L’UE et ses États membres ont peu de bonnes options à leur disposition , mais ils pourraient prendre plusieurs mesures pour éviter que la crise ne s’aggrave tout en tirant des leçons de ce dernier épisode.

Premièrement, Bruxelles devrait soutenir la Cedeao dans ses pourparlers avec la junte, en veillant tout particulièrement à persuader les États membres favorables à une intervention militaire qu’une autre approche est nécessaire. Alors même qu’une telle opération semble largement improbable, compte tenu des divisions internes au sein de l’UE et du fait que l’Union africaine s’y oppose, il convient de rappeler qu’une intervention pourrait avoir des conséquences déstabilisantes et mener vers une issue incertaine. L’UE devrait plutôt promouvoir l’approche diplomatique. Le poids politique et économique du Nigéria pourrait lui permettre de prendre la tête des pourparlers avec Niamey, même si d’autres candidats régionaux pourraient également jouer ce rôle. Le Togo, par exemple, a ouvertement déclaré qu’il désapprouvait l’intervention militaire et a fait part de sa volonté de faciliter l’acheminement de l’aide humanitaire au Niger.

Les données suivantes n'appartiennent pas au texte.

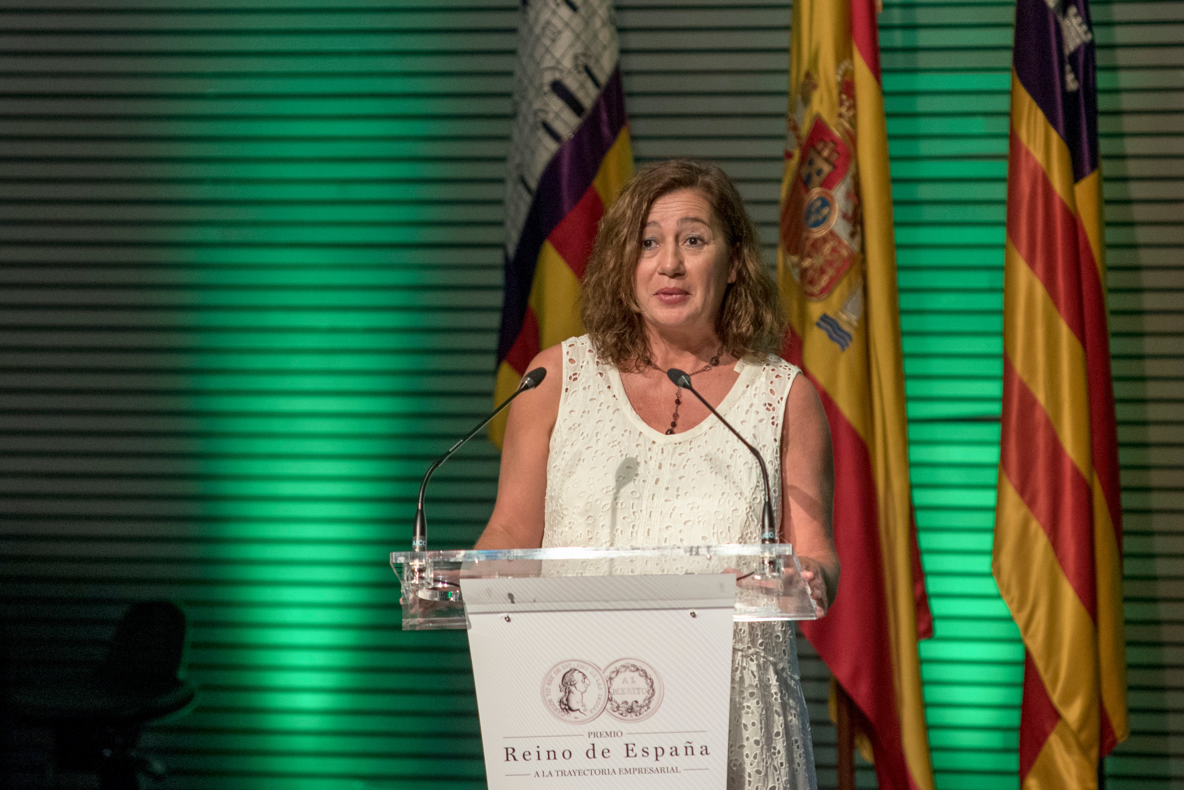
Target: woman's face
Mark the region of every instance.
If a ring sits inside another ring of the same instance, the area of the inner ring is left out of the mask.
[[[714,330],[735,274],[723,227],[702,193],[682,189],[654,201],[633,276],[646,322],[665,329]]]

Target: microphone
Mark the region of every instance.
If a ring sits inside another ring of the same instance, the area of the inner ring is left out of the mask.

En collaboration avec la Cedeao, l’UE pourrait commencer à soutenir discrètement les groupes civils qui seraient susceptibles de jouer un rôle dans le retour éventuel à l’ordre constitutionnel.

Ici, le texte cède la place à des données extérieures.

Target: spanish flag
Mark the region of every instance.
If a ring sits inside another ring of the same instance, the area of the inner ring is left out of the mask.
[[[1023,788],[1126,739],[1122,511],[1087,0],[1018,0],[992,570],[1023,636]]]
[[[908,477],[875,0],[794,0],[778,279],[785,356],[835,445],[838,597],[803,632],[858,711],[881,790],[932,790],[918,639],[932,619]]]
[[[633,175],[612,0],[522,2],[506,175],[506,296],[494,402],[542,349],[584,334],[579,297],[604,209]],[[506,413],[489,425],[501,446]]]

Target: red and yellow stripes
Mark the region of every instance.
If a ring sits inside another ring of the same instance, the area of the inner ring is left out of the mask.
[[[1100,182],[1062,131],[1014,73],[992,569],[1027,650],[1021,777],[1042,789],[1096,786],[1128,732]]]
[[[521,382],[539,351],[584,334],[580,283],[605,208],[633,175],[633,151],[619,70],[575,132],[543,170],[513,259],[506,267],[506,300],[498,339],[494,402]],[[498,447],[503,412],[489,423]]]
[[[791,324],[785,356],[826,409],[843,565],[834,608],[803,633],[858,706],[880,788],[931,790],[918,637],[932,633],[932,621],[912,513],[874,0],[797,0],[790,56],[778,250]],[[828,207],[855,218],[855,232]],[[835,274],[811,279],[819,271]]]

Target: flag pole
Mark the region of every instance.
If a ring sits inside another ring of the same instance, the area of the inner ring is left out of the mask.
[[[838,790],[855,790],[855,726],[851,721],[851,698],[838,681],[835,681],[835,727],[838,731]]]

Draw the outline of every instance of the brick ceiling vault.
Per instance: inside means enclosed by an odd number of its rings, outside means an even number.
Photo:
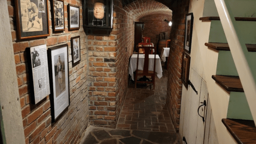
[[[125,6],[124,9],[138,19],[154,14],[172,15],[168,7],[153,0],[137,0]]]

Deuxièmement, l’UE devrait rattraper le temps perdu du fait de l’intransigeance de la France et trouver le moyen de construire une relation productive avec la junte nigérienne. Cela lui permettrait de faire pression, principalement par l’intermédiaire de la Cedeao, en faveur d’une transition dirigée par des civils et réunissant des représentants de l’armée, des partis politiques et des organisations de la société civile, y compris des groupes de femmes. En collaboration avec la Cedeao, l’UE pourrait commencer à soutenir discrètement les groupes civils qui seraient susceptibles de jouer un rôle dans le retour éventuel à l’ordre constitutionnel.

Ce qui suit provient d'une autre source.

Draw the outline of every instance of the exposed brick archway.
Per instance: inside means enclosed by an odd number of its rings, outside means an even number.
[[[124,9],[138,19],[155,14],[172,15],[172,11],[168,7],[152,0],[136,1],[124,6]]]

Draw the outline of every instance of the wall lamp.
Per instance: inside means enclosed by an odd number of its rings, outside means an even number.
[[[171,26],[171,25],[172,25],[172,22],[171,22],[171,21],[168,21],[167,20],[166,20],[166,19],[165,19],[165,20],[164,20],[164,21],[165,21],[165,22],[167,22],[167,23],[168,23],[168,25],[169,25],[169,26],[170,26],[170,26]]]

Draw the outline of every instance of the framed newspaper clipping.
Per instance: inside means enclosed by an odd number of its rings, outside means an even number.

Troisièmement, l’UE devrait encourager toutes les parties, en collaboration avec les Nations unies, à garantir un corridor sécurisé et sans entrave aux organisations humanitaires qui fournissent de la nourriture et des médicaments aux personnes en difficulté, en tenant compte des besoins spécifiques des personnes déplacées, des femmes et des enfants. L’UE devrait également inciter la Cedeao à faire des exceptions dans ses sanctions commerciales et financières pour les produits pharmaceutiques, les fournitures médicales, les produits pétroliers et l’électricité.

Enfin, le coup d’État devrait servir d’avertissement et inciter à une profonde révision des politiques de sécurité de l’UE au Sahel. Sous Mohamed Bazoum, le Niger était sur la bonne voie, mais son système politique restait fragile et le mécontentement populaire à l’égard des élites dirigeantes prenait de l’ampleur. Comme le montre l’exemple du Mali, des partenariats sécuritaires apparemment solides sont susceptibles de s’effondrer dans ces circonstances. L’UE n’a pas intérêt à rompre ses liens avec le Niger, mais la prise de pouvoir par des militaires à Niamey devrait susciter des discussions sur les priorités de Bruxelles dans la région. Il est grand temps que l’UE se demande si elle devrait continuer à se concentrer sur la sécurité au Sahel ou si elle ne devrait pas plutôt mettre l’accent sur la gouvernance et le développement économique pour obtenir de meilleurs résultats.